The term "gene switch" refers to a reaction element associated with a promoter. In combination with a ligand-dependent transcription factor-based system, the ligand-dependent transcription factor-based system regulates genes associated with the response element and promoter in the presence of one or more ligands Performance. The phrase "polynucleotide encoding a gene switch" refers to a combination of a promoter-associated response element and a polynucleotide encoding a system based on a ligand-dependent transcription factor, which is based on a ligand-dependent transcription factor. The system can modulate the expression of genes associated with the response element and promoter in the presence of one or more ligands.

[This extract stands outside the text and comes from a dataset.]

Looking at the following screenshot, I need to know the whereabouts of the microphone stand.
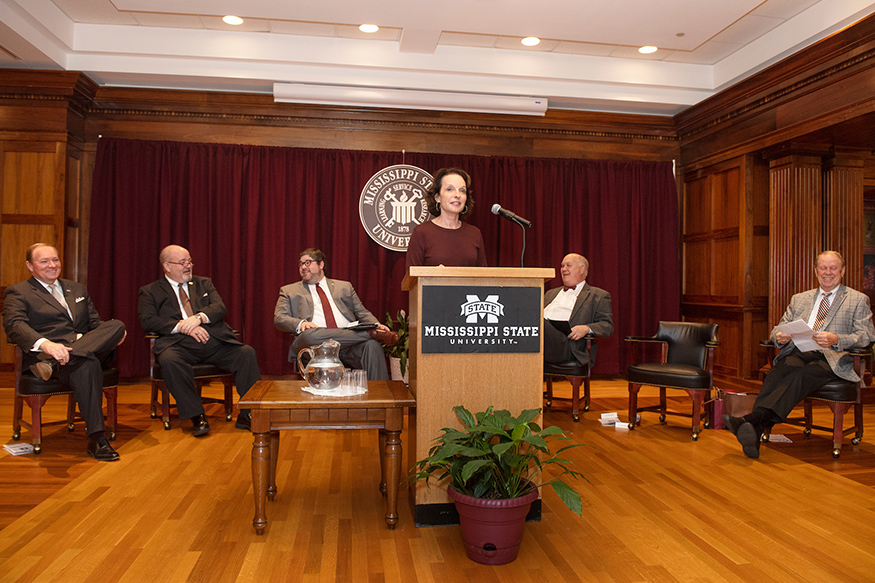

The terms "IL-12 activity" and "IL-12 biological activity" refer to any well-known IL-12 biological activity, and include, without limitation, stimulating the differentiation of primary T cells into Th1 cells, stimulating the growth and function of T cells, and stimulation from Production of interferon-γ (IFN-γ) and tumor necrosis factor-α (TNF-α) by T cells and natural killer (NK) cells, stimulation of IL-4-mediated reduction of IFN-γ inhibition, stimulation of NK Enhancement of cytotoxic activity of cells and CD8 ⁺ cytotoxic T lymphocytes, stimulation of the expression of IL-12R-β1 and IL-12R-β2, promotion of tumor antigen expression by up-regulation of MHC I and II molecules, and stimulation Angiogenic activity. Exemplary IL-12 activity assays include the Gamma Interferon Induction Assay (see Example 3 and U.S. Patent 5,457,038). Other assays are known in the art, such as, but not limited to, NK Cell Spontaneous Cytotoxicity Assay, ADCC analysis, Co-Mitogenic Effect Assay, and GM-CSF Induction analysis (e.g., as disclosed in Example 8 of U.S. Patent 5,457,038, incorporated herein by reference).

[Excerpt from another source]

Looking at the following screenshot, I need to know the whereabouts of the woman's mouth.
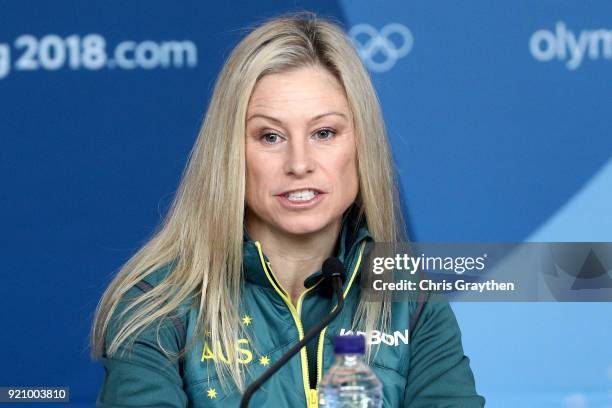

In a preferred embodiment, the scIL-12 polypeptide of the present invention is protected. Leave at least one IL-12 biological activity. In certain embodiments, the scIL-12 polypeptides of the invention retain more than one IL-12 biological activity. In certain embodiments, a scIL-12 polypeptide of the invention retains at least one, at least two, at least three, at least four, at least five, or at least six of the above-cited IL-12 biological activities. In certain embodiments, the IL-12 biological activity of the scIL-12 polypeptide of the invention is compared to the heterodimeric p35/p40 (wild type) form of IL-12 (analytical alignment). In certain embodiments, the scIL-12 polypeptide of the invention retains at least about 50%, at least about 75%, at least about 85%, compared to the heterodimeric p35/p40 (wild-type) form of IL-12, At least about 90%, at least about 100%, at least about 50%, at least about 75%, at least about 85%, at least about 90%, at least about 100%, or more of IL-12 biological activity.

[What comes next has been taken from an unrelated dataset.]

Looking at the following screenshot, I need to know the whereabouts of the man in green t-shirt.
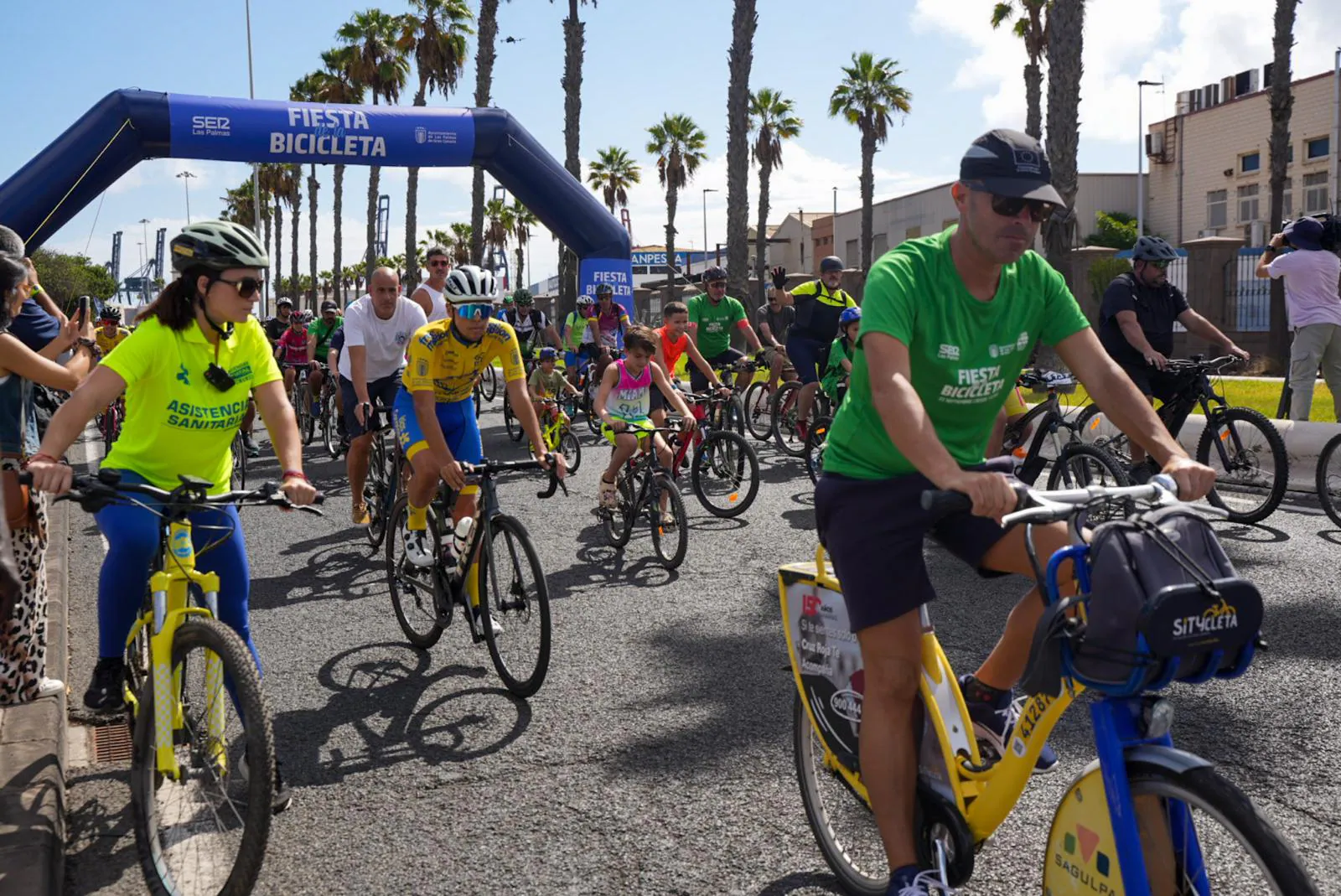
[688,266,762,391]
[815,130,1215,894]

The term "treatment" (treating or Treatment) means performing a plan to alleviate signs or symptoms of a disease, which may include administering one or more drugs or cells engineered in a test tube to a mammal (human or non-human). Therefore, "treatment" should not necessarily be interpreted as the need to completely alleviate signs or symptoms, without requiring a cure, and in particular to include a plan that only has a marginal effect on the individual.

As used herein, "immune cells" include dendritic cells, Macrophages, neutrophils, mast cells, eosinophils, basophilic Cells, natural killer cells, and lymphocytes (eg, B and T cells).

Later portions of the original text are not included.